The number of cities with more than a million inhabitants reached 378 in 2000, while there were only 11 of them in 1900, and it is expected to reach nearly 600 by 2025. Although over the past decades the richest countries contributed significantly to this increase, nowadays most of the growth is occurring in less developed countries, particularly in the African and Asian regions where the unprecedented scale of urban growth is expected to double the 2000’s urban population by 2030.

For the most part, the rapid expansion of cities takes place without any real land use planning strategy and the incidental human pressure causes highly damaging effects on forests, landscapes, as well as other tree resources and green areas in and around cities. Natural and agricultural land areas are converted for urban uses, or for meeting the demand for fuel and building materials. The environmental impacts of urbanization, often intensified by climate change, in turn create greater issues for city dwellers: basic services, infrastructure, housing, livelihoods and health. For instance, residents of urban areas are more at risk of illnesses – such as respiratory infections and lead poisoning – caused by pollution from cars, fossil fuels burning and industries.
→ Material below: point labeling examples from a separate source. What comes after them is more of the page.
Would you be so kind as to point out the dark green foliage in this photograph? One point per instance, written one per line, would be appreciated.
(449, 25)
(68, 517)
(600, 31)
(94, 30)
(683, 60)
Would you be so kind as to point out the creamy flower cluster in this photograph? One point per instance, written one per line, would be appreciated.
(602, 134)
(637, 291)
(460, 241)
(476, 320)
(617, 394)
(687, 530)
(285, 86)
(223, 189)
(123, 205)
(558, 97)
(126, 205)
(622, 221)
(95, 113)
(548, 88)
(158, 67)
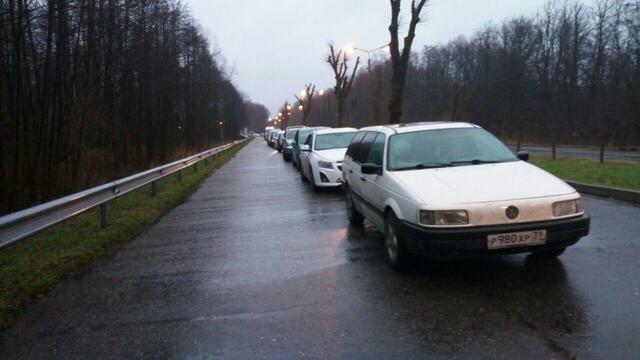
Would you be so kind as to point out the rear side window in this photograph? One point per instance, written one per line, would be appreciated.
(377, 149)
(362, 151)
(355, 143)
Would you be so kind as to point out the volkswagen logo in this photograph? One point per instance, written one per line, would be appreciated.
(512, 212)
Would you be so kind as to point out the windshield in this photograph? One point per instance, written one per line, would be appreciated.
(302, 135)
(445, 147)
(333, 141)
(291, 134)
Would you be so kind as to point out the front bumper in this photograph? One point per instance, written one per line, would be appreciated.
(472, 241)
(328, 177)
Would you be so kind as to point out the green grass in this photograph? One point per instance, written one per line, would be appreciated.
(33, 266)
(616, 174)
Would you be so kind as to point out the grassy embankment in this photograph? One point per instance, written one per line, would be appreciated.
(625, 175)
(35, 265)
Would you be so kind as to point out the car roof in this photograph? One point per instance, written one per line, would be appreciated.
(315, 128)
(335, 130)
(419, 126)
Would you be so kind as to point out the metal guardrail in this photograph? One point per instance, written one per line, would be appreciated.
(18, 225)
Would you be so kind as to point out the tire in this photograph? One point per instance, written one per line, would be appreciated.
(312, 180)
(397, 253)
(355, 218)
(548, 254)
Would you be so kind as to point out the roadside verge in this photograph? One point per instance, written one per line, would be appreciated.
(32, 267)
(605, 191)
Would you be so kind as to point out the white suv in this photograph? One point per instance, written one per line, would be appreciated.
(447, 189)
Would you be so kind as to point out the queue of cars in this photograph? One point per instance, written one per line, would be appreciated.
(440, 189)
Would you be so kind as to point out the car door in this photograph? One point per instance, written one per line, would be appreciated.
(358, 181)
(349, 162)
(304, 156)
(370, 186)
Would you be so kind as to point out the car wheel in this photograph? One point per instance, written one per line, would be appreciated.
(548, 254)
(395, 244)
(312, 180)
(355, 218)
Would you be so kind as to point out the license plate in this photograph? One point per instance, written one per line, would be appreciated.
(524, 238)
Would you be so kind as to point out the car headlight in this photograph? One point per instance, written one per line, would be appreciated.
(444, 217)
(569, 207)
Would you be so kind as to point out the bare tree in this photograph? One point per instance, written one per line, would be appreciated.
(344, 82)
(400, 61)
(306, 101)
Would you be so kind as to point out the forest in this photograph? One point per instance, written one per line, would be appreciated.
(570, 75)
(92, 90)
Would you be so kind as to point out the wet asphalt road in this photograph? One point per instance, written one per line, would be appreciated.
(255, 265)
(582, 153)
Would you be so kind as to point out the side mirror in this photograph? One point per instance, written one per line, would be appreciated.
(523, 155)
(371, 169)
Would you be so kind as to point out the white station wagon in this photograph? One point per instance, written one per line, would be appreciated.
(450, 189)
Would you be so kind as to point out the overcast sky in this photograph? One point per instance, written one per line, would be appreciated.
(276, 46)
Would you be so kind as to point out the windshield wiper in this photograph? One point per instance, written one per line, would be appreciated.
(424, 166)
(474, 162)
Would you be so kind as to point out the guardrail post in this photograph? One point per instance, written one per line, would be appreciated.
(154, 188)
(103, 215)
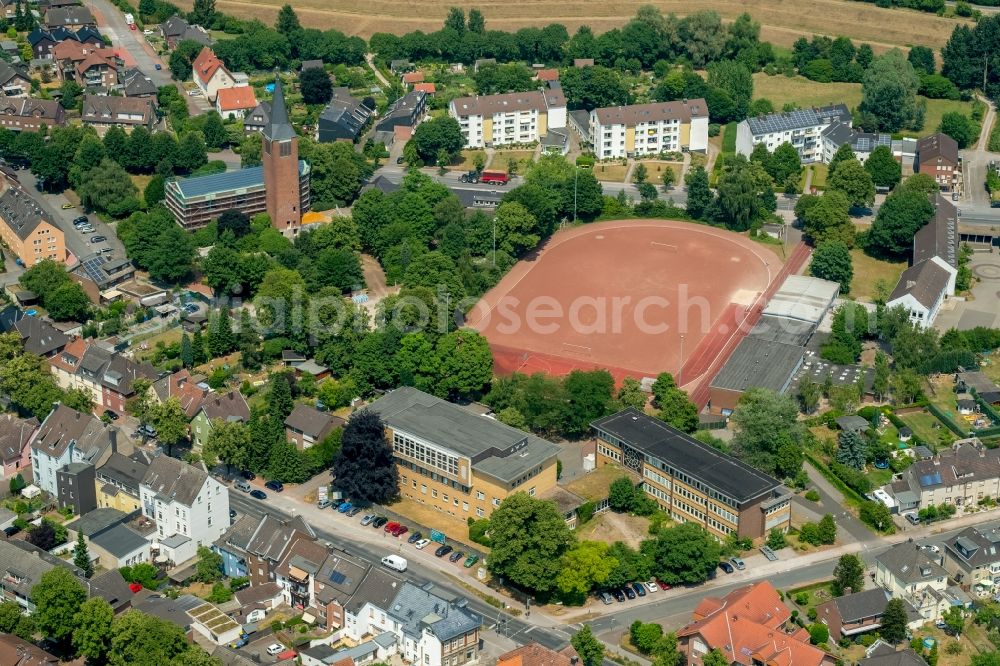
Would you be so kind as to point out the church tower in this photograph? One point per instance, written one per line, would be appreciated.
(280, 158)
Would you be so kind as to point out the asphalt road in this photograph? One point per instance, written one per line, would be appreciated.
(510, 626)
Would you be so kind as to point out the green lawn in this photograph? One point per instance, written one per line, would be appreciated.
(869, 271)
(799, 90)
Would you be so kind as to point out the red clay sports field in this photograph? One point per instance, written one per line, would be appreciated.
(619, 295)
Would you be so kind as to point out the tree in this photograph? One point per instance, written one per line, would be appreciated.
(848, 574)
(92, 629)
(57, 597)
(832, 261)
(852, 449)
(685, 554)
(827, 530)
(584, 566)
(898, 219)
(621, 494)
(960, 127)
(433, 136)
(853, 180)
(529, 539)
(894, 620)
(888, 93)
(364, 468)
(209, 566)
(315, 85)
(588, 647)
(81, 556)
(287, 22)
(883, 167)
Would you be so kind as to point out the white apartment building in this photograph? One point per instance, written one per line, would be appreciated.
(649, 129)
(802, 128)
(510, 118)
(191, 508)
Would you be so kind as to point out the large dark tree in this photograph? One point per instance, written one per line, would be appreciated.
(364, 469)
(315, 85)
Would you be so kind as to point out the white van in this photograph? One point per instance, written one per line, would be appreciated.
(394, 562)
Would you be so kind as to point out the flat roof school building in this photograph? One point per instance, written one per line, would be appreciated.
(197, 201)
(458, 462)
(691, 481)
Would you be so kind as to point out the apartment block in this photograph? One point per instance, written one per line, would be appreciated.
(691, 481)
(649, 129)
(510, 118)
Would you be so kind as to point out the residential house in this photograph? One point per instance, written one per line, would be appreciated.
(255, 547)
(857, 613)
(109, 538)
(75, 483)
(257, 120)
(18, 652)
(750, 625)
(343, 119)
(459, 462)
(183, 387)
(73, 17)
(405, 112)
(972, 557)
(67, 436)
(649, 129)
(937, 156)
(176, 30)
(235, 102)
(22, 567)
(802, 128)
(15, 449)
(430, 629)
(307, 426)
(908, 572)
(117, 481)
(39, 337)
(190, 508)
(136, 84)
(25, 227)
(691, 481)
(211, 75)
(962, 476)
(509, 118)
(922, 289)
(102, 112)
(27, 114)
(231, 406)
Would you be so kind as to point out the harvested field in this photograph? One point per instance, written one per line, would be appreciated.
(782, 22)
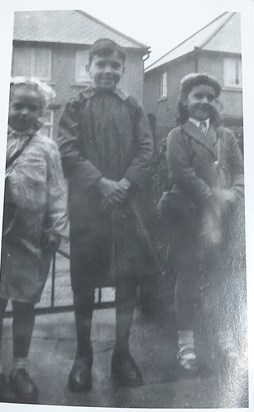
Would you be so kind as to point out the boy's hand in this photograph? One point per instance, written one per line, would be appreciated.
(111, 191)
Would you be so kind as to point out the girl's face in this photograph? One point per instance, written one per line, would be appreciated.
(106, 71)
(24, 108)
(200, 102)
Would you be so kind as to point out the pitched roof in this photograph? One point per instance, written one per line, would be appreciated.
(223, 34)
(67, 27)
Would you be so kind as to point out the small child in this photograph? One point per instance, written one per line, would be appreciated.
(106, 147)
(206, 166)
(34, 218)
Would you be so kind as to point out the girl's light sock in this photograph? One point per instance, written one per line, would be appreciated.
(186, 344)
(19, 363)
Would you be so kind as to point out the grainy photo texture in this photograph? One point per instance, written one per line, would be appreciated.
(123, 270)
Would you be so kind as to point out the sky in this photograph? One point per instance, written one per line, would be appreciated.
(160, 24)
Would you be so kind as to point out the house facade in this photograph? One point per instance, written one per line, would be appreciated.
(53, 46)
(215, 50)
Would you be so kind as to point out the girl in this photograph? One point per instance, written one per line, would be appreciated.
(206, 168)
(34, 217)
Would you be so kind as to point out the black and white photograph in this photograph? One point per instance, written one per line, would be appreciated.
(126, 196)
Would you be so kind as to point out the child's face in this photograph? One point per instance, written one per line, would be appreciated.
(24, 109)
(200, 102)
(106, 71)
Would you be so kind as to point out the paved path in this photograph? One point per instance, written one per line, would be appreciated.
(52, 352)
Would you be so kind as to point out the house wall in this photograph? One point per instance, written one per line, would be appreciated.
(63, 76)
(164, 109)
(231, 98)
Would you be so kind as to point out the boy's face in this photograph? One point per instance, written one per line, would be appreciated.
(24, 109)
(200, 102)
(106, 71)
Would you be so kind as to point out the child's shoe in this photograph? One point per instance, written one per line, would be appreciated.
(80, 378)
(22, 385)
(186, 356)
(188, 361)
(5, 394)
(124, 370)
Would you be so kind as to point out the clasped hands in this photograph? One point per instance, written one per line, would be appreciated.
(113, 192)
(216, 206)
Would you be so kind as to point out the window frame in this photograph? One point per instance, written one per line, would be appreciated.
(49, 124)
(79, 79)
(237, 72)
(164, 85)
(32, 62)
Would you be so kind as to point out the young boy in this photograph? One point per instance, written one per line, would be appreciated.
(106, 148)
(34, 219)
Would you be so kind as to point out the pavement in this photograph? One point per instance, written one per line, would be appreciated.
(152, 345)
(53, 348)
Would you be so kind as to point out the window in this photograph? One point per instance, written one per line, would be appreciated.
(32, 61)
(232, 72)
(81, 61)
(164, 85)
(48, 124)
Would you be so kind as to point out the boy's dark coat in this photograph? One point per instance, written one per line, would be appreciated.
(107, 134)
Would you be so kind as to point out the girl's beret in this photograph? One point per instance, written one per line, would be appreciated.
(195, 79)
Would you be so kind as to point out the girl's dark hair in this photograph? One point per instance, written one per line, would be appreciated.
(105, 47)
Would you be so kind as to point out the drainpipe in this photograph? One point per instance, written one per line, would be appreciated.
(195, 58)
(145, 57)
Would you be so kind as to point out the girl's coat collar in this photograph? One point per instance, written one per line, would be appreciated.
(208, 141)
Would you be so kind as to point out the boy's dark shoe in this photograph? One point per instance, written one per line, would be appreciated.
(124, 370)
(5, 393)
(80, 378)
(22, 385)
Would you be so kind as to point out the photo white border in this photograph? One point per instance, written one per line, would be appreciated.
(246, 7)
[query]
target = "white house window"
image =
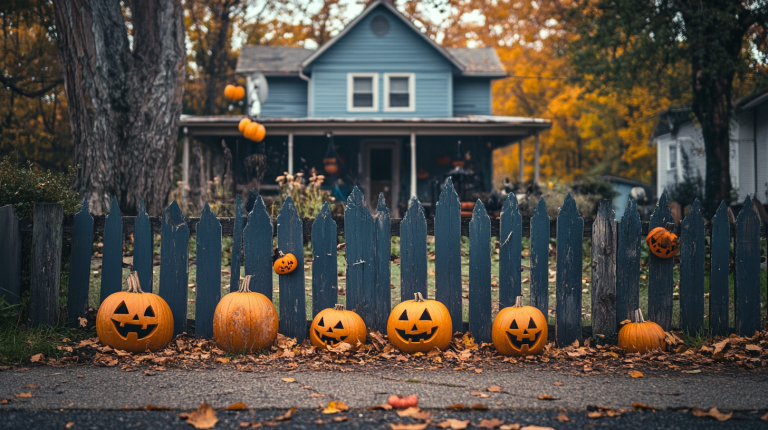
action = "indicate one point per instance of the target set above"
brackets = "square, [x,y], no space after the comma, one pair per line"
[362,92]
[399,92]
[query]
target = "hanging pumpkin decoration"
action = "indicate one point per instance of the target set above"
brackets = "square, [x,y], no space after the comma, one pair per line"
[133,320]
[641,335]
[335,325]
[419,325]
[519,330]
[244,321]
[662,242]
[285,263]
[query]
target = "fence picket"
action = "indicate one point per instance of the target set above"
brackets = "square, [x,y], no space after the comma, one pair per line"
[628,262]
[480,274]
[570,228]
[324,264]
[660,282]
[746,298]
[257,237]
[208,277]
[604,271]
[539,258]
[692,270]
[237,246]
[510,249]
[10,255]
[142,249]
[174,257]
[360,257]
[448,253]
[719,249]
[382,292]
[80,265]
[293,309]
[413,252]
[112,260]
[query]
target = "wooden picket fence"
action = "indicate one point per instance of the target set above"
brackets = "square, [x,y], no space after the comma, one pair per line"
[615,262]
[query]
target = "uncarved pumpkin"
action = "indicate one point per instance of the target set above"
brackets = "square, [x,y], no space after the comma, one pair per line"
[244,321]
[641,336]
[335,325]
[519,330]
[133,320]
[419,325]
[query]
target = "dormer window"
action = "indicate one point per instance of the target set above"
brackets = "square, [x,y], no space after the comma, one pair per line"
[362,92]
[399,89]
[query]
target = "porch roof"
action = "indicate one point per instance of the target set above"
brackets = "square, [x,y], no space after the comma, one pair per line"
[483,125]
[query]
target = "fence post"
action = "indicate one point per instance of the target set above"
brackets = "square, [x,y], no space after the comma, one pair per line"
[10,255]
[604,272]
[692,270]
[80,265]
[46,263]
[570,232]
[448,254]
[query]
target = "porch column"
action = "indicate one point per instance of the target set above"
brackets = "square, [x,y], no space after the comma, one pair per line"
[413,164]
[536,158]
[290,153]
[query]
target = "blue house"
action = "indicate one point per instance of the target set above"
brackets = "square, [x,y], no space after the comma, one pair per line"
[399,112]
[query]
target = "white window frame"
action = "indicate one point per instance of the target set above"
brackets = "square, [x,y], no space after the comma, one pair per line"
[351,90]
[411,92]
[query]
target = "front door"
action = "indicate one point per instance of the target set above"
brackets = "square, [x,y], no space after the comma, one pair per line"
[381,173]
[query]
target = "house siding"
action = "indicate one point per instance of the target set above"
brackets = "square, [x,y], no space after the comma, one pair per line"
[471,96]
[397,51]
[287,98]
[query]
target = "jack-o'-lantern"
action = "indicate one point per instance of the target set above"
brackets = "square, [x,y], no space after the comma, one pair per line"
[662,242]
[335,325]
[419,325]
[133,320]
[519,330]
[285,263]
[245,321]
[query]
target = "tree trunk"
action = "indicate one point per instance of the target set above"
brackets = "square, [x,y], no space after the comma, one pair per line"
[124,104]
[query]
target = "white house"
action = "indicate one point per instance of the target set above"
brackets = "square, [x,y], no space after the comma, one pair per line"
[677,136]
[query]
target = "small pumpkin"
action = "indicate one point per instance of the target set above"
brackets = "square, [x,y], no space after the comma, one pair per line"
[285,263]
[335,325]
[420,325]
[244,321]
[519,330]
[641,335]
[133,320]
[662,242]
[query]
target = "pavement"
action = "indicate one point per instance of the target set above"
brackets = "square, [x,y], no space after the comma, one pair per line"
[83,394]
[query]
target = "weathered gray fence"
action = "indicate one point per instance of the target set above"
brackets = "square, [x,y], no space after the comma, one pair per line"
[615,262]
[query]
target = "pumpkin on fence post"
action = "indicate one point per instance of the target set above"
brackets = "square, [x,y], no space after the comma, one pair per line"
[245,321]
[419,325]
[519,330]
[335,325]
[133,320]
[641,335]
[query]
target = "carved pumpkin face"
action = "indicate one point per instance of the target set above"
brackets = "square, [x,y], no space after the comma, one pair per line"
[519,330]
[419,325]
[334,326]
[134,321]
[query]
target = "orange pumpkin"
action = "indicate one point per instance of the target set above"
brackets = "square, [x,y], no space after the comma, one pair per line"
[335,325]
[286,263]
[133,320]
[244,321]
[519,330]
[419,325]
[662,242]
[641,336]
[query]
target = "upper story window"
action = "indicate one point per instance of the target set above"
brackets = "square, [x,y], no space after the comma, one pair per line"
[362,92]
[399,89]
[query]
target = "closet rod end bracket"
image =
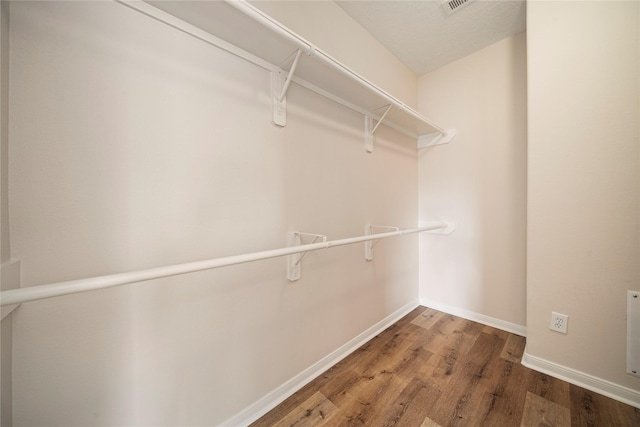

In addition, it is estimated that 60 per cent of urban dwellers are living in areas of high risk of exposure to at least one natural hazard; flooding being the first and drought the second most frequent hazard.

Slum area of Madras, India. ©FAO/Giuseppe Bizzarri


Rio de Janeiro, Brazil. ©Sophie Laliberté

Ultimately, degraded green resources and related urban environmental hazards can lead to:

  • surrounding landscape fragmentation;
  • resource access insecurity and decrease of food security;
  • higher frequency and vulnerability to extreme weather events: floods, droughts, landslides and extreme winds;
  • vulnerability of soil to erosion and watershed degradation;
  • heat island effect;
  • increase of the economic costs in terms of mitigation of climate change effects;
  • increasing levels of pollution;
  • increase of human diseases (such as cancer, cardiovascular diseases, allergies, obesity, etc.);
  • loss in supply of non-timber forest products and rise of their prices;
  • limited access to wood fuel products, both for industrial and domestic purposes.

These consequences are particularly evident in the developing countries, where poverty and hunger are moving from rural to urban and peri-urban areas, contributing to increase the economic and social degradation in and around cities. Also, precarious contexts in some developing countries often drive the UPF issues down in the priority list of urban decision-makers.

1 Konijnendijk CC, Sadio S, Randrup TB, Schipperijn J (2004). Urban and peri-urban forestry in a development context - Strategy and implementation. Journal of Arboriculture 30: 269-275.